In response to the rather petulant “I’m taking my ball and going home” hubbub caused by Jason Calcanis, Om Malik has put up a post suggesting ways to avoid ‘Facebook Fatigue’ where he advises that one think of Facebook friends as simply an extension of your real life friends (which sounds eerily familiar to all those email etiquette articles in the mainstream press a few years back). And while I agree with Malik’s suggestion that people must, among other things, simply learn to say no, the entire question of Facebook fatigue seems peculiarly unique to people like Calcanis, Scoble, Veronica Belmont or Malik himself. As a few people in the comments of Malik’s post point out, it is only those who are both in the public sphere and technologically literate – i.e. the technorati – who are inundated with so many Facebook friend requests that it becomes a serious problem. Additionally, while treating Facebook friends as real life ones sounds like a smart plan, it seems to deny the power of Facebook as a place for casual acquaintances to get together and get to know each other.

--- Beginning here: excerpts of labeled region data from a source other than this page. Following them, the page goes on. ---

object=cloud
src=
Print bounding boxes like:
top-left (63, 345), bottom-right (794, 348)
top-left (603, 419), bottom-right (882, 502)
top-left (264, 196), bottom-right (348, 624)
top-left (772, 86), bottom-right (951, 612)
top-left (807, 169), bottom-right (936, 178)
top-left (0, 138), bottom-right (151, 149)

For the time being, this seems like a discussion this lot should have on IM and let the rest of us continue enjoying Facebook.

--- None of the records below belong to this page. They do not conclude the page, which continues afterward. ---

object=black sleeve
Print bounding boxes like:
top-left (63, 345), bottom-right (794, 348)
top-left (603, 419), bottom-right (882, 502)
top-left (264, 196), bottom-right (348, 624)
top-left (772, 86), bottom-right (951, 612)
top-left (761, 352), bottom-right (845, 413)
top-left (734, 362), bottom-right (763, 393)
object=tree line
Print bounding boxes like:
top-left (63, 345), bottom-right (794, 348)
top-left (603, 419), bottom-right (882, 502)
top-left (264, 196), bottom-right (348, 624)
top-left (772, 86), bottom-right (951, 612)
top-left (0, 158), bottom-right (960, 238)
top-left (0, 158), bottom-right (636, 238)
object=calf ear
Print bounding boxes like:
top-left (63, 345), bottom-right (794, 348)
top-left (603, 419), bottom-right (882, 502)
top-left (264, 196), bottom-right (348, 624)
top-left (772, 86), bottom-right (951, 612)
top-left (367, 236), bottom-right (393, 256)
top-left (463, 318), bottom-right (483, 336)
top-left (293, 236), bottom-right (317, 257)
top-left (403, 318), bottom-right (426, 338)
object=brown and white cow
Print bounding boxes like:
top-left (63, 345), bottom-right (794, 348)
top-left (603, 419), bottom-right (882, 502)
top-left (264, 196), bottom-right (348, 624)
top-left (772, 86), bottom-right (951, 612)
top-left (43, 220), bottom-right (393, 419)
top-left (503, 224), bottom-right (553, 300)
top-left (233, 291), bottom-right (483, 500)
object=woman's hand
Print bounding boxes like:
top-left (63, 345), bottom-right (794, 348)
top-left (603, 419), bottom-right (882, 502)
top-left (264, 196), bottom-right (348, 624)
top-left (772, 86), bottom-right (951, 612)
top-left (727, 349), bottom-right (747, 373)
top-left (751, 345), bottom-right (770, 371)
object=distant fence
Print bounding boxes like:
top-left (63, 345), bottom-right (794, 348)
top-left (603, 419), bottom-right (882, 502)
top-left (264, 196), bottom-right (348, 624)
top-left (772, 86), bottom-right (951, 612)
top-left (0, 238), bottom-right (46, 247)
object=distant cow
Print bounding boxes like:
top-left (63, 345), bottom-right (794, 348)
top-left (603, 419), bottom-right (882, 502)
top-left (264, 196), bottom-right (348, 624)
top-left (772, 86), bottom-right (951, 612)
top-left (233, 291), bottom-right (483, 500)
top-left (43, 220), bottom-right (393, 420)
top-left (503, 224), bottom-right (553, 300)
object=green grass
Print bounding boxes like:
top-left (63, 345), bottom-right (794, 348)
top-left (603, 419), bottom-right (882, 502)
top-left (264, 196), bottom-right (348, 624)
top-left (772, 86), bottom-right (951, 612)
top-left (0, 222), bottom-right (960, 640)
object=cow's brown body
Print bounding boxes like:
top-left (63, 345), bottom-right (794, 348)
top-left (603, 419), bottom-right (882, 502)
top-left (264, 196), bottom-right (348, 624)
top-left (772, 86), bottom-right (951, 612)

In an interesting parallel discussion, Mathew Ingram takes Calcanis to task for his technoratic elitism by arguing that comments and audience interaction is central to the very concept of blogging. Calcanis responds in that classically libertarian way by suggesting that freedom is something that is to be taken, not given. But as I pointed on the comments, Calcanis’ claims of meritocracy seem to miss that the meritocratic is always subtly elitist, as it always attempts to erase the hierarchies of power that underpin who rises to the top and how.
The trouble with that idea, however, is that it’s becoming increasingly clear that being a leftist blogger in the uber-capitalist world of Web 2.0 is fast becoming a losing battle.